The irony is that like Jacob, our sense of God’s presence and grace is often only retrospective. Waking from his dream, Jacob exclaims, “Surely the Lord is in this place, and I did not know it!” Where he thought he was in the loneliest and most desolate of places, he finds nothing other than a stairway to heaven. Similarly, in the midst of our own trials and tribulations—those times when we feel most overwhelmed by the tragic side—we often cannot detect where God is in the moment. Only later, looking back, are we able to perceive that even when we were in greatest need and doubt, it was God who sustained us through it. We find that we were surrounded by our own cloud of witnesses—like the angels arrayed here today all around the church.

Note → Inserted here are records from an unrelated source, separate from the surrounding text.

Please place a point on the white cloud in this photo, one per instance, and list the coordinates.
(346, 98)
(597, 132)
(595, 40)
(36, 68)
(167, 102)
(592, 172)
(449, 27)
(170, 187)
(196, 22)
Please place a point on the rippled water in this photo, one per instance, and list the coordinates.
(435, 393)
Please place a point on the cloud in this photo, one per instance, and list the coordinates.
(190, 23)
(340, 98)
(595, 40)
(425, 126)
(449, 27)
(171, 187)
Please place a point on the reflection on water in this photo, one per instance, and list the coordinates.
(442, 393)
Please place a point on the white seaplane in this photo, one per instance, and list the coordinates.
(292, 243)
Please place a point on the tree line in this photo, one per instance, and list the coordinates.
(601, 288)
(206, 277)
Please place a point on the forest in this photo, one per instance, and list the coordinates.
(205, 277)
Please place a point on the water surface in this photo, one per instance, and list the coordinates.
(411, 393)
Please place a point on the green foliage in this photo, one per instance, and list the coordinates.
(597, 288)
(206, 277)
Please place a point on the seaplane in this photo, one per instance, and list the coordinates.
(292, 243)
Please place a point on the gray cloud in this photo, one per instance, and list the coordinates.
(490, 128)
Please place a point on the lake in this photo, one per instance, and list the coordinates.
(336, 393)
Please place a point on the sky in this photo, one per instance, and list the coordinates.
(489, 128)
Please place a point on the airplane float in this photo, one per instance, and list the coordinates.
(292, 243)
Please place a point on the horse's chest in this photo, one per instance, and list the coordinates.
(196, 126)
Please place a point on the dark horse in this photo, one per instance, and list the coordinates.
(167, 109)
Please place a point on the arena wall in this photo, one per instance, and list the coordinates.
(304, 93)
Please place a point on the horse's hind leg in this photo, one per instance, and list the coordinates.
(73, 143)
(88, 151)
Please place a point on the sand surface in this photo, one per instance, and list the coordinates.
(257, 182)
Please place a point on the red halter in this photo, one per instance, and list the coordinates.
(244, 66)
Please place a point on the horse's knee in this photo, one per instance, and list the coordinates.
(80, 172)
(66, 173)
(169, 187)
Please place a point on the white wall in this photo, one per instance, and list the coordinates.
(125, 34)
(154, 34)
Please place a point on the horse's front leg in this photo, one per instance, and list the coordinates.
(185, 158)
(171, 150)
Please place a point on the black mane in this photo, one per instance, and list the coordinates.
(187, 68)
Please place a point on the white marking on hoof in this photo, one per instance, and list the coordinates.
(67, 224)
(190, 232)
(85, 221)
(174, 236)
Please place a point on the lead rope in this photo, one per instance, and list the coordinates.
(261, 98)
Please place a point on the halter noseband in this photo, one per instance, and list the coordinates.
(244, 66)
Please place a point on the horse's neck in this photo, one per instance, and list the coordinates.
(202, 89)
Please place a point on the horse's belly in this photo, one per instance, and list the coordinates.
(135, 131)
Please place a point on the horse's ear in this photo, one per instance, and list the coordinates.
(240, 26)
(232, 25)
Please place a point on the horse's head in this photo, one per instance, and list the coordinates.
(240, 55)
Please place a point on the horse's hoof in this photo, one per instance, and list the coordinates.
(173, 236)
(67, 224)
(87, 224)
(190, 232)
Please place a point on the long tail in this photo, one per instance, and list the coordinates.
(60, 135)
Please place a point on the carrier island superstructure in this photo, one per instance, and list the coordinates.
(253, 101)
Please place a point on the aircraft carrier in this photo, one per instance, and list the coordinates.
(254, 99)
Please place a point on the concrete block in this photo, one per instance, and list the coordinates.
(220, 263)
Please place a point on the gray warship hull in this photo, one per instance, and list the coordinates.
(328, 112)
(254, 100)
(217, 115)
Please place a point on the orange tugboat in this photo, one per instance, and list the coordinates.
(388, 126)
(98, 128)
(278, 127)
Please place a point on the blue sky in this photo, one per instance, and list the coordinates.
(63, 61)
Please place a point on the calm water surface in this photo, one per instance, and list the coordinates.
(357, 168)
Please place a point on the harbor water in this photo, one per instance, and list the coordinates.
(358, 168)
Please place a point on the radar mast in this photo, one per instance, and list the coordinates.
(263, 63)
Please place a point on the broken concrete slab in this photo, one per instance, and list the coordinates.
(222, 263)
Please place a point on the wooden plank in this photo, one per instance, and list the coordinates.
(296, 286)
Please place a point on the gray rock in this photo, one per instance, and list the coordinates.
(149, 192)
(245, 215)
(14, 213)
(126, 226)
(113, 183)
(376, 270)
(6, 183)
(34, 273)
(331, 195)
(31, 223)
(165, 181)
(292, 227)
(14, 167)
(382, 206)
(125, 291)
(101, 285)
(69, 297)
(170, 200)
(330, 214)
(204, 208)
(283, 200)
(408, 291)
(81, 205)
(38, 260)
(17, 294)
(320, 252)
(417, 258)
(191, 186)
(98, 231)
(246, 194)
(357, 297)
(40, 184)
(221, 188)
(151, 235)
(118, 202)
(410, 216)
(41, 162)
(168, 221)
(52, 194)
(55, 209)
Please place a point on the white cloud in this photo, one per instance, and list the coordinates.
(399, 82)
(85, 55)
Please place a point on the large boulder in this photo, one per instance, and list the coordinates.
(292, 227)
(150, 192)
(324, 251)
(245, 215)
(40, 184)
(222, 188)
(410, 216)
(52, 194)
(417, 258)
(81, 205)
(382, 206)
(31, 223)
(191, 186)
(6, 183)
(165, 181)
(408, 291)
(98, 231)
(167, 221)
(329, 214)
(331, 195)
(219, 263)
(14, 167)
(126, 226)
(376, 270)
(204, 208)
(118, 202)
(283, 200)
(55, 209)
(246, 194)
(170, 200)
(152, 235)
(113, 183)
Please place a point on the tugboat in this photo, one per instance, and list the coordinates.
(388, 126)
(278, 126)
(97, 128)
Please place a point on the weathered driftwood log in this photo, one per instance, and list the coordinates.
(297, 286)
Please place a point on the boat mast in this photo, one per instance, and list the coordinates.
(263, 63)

This irony of our retrospective awareness of God puts me in mind of that greatest of all hymns, “Amazing Grace,” whose author, John Newton was (as you may know) a notorious slave trader. Looking back upon those dark days in his life—when he felt overwhelmed by the culpability of his trade—Newton is now able to see that even he was nevertheless surrounded by grace, though he did not know it. And it was this very grace that gradually drew him out of the trap of the evil that had corrupted him. The hymn moves from the past tense (“I once was lost”) to the present (“but now I’m found”). And then in this present state of assurance, Newton looks forward to the future with confidence and hope, aware finally of now being overwhelmed by grace rather than evil (“The Lord has promised good to me, and will my shield and portion be as long as life endures”).
In our lives too, when we look back at our darkest moments, we are often able to see only in retrospect that it was grace that saved us—and then, as in the last verse of Newton’s hymn, this realization of God’s prevenient grace and mercy overwhelms us with a sense of gratitude, of blessing, and of love that gives us hope that it is grace that will also lead us home. (“When we’ve been there ten thousand years, we’ve no less days to sing God’s praise, than when we’d first begun”)

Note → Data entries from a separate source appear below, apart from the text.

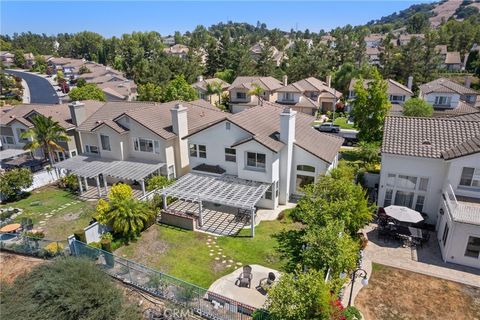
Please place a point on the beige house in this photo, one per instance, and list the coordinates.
(240, 99)
(202, 88)
(308, 95)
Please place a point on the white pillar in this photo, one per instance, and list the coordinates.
(252, 223)
(99, 190)
(80, 184)
(105, 184)
(143, 186)
(200, 213)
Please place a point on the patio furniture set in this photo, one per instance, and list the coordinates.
(401, 223)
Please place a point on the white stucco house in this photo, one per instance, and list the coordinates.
(432, 165)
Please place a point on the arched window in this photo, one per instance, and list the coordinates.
(306, 168)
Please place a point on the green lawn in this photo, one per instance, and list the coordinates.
(342, 122)
(63, 221)
(186, 255)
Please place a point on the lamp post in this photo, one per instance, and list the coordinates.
(356, 273)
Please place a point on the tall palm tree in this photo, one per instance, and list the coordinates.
(257, 91)
(128, 217)
(46, 134)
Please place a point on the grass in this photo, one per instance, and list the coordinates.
(184, 254)
(63, 222)
(394, 294)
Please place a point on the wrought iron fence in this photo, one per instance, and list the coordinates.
(184, 295)
(37, 247)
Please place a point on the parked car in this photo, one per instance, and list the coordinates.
(328, 127)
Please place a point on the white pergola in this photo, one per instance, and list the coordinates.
(225, 190)
(92, 167)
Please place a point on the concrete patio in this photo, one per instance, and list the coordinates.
(226, 287)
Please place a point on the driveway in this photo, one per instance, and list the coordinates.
(41, 91)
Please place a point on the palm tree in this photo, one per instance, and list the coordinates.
(46, 134)
(257, 91)
(128, 217)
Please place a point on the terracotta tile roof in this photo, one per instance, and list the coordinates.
(445, 85)
(154, 116)
(427, 137)
(263, 122)
(267, 83)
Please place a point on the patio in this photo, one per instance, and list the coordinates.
(226, 287)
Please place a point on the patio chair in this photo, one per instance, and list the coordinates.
(245, 278)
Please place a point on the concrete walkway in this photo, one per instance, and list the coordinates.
(426, 260)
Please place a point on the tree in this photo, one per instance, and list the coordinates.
(46, 134)
(19, 58)
(14, 181)
(300, 296)
(67, 288)
(257, 91)
(126, 215)
(370, 107)
(179, 89)
(89, 91)
(416, 107)
(149, 92)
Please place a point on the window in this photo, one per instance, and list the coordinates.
(269, 193)
(419, 203)
(241, 95)
(198, 150)
(230, 155)
(288, 96)
(146, 145)
(470, 177)
(445, 234)
(473, 247)
(306, 168)
(91, 149)
(442, 100)
(256, 160)
(8, 140)
(105, 140)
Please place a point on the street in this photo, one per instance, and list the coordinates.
(41, 91)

Today we begin our parish’s fall stewardship season, when we focus on the concrete response that each of us will make to being overwhelmed by God’s grace and mercy, even in the midst of our cares and concerns. This stewardship season is a time to pause, like Jacob in his dream, to consider where God is in our lives, though we do not know it, and then to consider how we will choose to respond.
This is, you might say, a season to write our own hymn of grace, as we take stock of how God has sustained us, and has drawn us through “many dangers, toils, and snares” to this day. It is a time to write a hymn of courage, of confidence, and of gratitude, through the tangible act we make of offering back to God a portion of our financial resources, as a sign of the even more abundant grace God has given to us.

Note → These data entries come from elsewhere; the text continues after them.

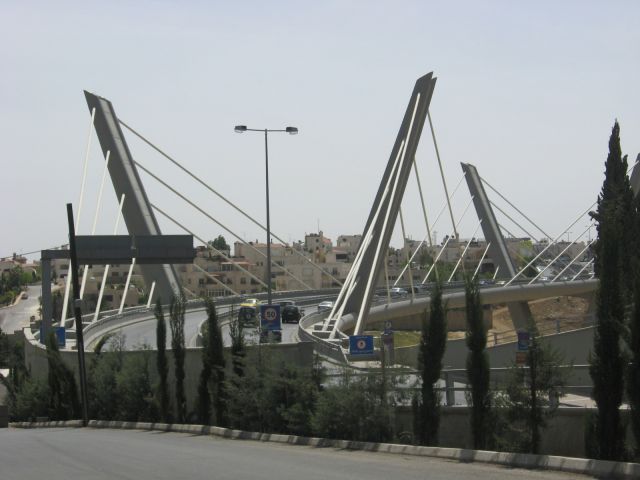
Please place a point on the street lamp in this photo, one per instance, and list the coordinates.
(291, 131)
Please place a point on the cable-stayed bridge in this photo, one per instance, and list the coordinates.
(364, 292)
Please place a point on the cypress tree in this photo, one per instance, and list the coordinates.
(613, 270)
(478, 373)
(176, 322)
(162, 365)
(432, 346)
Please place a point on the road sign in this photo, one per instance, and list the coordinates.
(523, 341)
(61, 336)
(270, 318)
(361, 345)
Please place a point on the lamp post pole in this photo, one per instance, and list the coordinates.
(266, 166)
(291, 131)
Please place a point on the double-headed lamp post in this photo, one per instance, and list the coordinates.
(291, 131)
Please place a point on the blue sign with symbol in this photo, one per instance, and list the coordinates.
(361, 345)
(270, 318)
(61, 336)
(523, 341)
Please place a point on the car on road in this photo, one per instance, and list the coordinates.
(248, 316)
(250, 302)
(270, 336)
(397, 292)
(326, 305)
(291, 313)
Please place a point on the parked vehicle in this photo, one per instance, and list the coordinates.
(327, 305)
(290, 314)
(248, 316)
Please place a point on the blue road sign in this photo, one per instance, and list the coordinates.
(270, 318)
(361, 345)
(61, 336)
(523, 341)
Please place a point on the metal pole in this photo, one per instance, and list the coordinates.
(78, 316)
(266, 162)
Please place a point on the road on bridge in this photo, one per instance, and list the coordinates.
(62, 454)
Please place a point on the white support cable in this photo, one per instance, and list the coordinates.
(209, 247)
(573, 260)
(95, 220)
(433, 225)
(222, 284)
(583, 269)
(446, 243)
(516, 223)
(464, 252)
(247, 244)
(422, 203)
(549, 245)
(67, 287)
(153, 287)
(222, 197)
(481, 260)
(126, 286)
(515, 208)
(557, 257)
(106, 267)
(370, 280)
(444, 183)
(413, 296)
(433, 265)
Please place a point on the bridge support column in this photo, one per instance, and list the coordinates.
(520, 312)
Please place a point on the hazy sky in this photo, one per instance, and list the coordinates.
(527, 93)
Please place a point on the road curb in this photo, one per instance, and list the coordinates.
(597, 468)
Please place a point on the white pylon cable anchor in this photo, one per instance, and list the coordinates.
(515, 208)
(67, 287)
(379, 246)
(444, 246)
(247, 244)
(223, 198)
(95, 219)
(573, 260)
(106, 267)
(558, 256)
(444, 183)
(444, 206)
(549, 245)
(484, 254)
(464, 253)
(351, 280)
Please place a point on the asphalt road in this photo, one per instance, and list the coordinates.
(144, 332)
(88, 454)
(17, 316)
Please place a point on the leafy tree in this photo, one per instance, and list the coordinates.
(63, 392)
(176, 322)
(478, 373)
(133, 389)
(611, 267)
(356, 408)
(531, 396)
(431, 350)
(212, 376)
(220, 244)
(162, 365)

That very act of blessing and gratitude is what we sang about in that wonderful 103rd Psalm today: in response to a Lord who is “full of compassion and mercy, slow to anger and of great kindness,” our life is to be lived in return by blessing God, through our own acts of gratitude and praise. “Bless the Lord, O my soul, and all that is within me, bless God’s holy name.”
Last night, just out of curiosity, I typed the name “Taizé” into Spotify, to see what popped up. The first song that started to play was the Taizé community singing this very psalm: “Bless the Lord, my soul, and bless God’s holy name. Bless the Lord my soul, who leads me into life.” Well, if even Spotify has such an excellent theology as that, then shouldn’t we also?
Let this stewardship season be a time when you rediscover how God has blessed you, and then ponder in your soul how you will bless the Lord in return. Or in a word, let this be a time when you are overwhelmed by God’s grace and mercy, rather than the cares and worries of the day, and then consider what is the true measure of your response. Amen.